Field Studies in the Regional Ecosystem

 

Sort Courses By:

Course code: 
LARC 510A
Current Instructor: 

 

This is a course in “reading” the landscape for application in site planning and design. The course will focus on the human-modified ecosystems of the lower mainland and southern Vancouver Island - the urban, and urban-fringe successional and productive landscapes in which we live and work. We will visit a range of ecosystem types including old growth Douglas fir forests, and Garry oak ecosystems, salt and freshwater wetlands, sand dunes, urban-disturbed ecosystems and development sites.
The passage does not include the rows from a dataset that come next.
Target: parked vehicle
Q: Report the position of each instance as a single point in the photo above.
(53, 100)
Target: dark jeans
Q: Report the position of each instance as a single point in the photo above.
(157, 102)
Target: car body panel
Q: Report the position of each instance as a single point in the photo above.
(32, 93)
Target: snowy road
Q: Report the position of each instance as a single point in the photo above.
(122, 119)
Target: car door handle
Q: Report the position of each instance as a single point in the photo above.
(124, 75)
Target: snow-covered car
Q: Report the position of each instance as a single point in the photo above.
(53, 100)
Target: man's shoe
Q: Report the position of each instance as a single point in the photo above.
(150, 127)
The majority of each day will be spent in the field.  Guest instructors will be with us for four of those days. The course will cover identification of native plants and soils, invasive plants, biogeoclimatic zones, plant associations, seral stages, habitat types, species/habitat relations, integrated stormwater management and the ecological restoration of such ecosystems.

While identification of natural elements, systems and processes is the basis of the course, these are understood as a means to the interpretation of these landscapes. From field observations, we will learn to analyze and interpret where a landscape has been, and where it is going. Each day, we will discuss the implications of our findings for site planning, design and management.

  • What will happen if the natural systems and/or human systems of the place continue in their present course?
  • Are interventions necessary to adjust the trajectory of a given landscape? If so, why?
  • What interventions are possible and reasonable?
  • What are the benefits and costs to society of non-intervention or intervention?
  • How can we develop in a way that integrates, or even enhances, the natural systems of the site?

Course is offered only during the summer.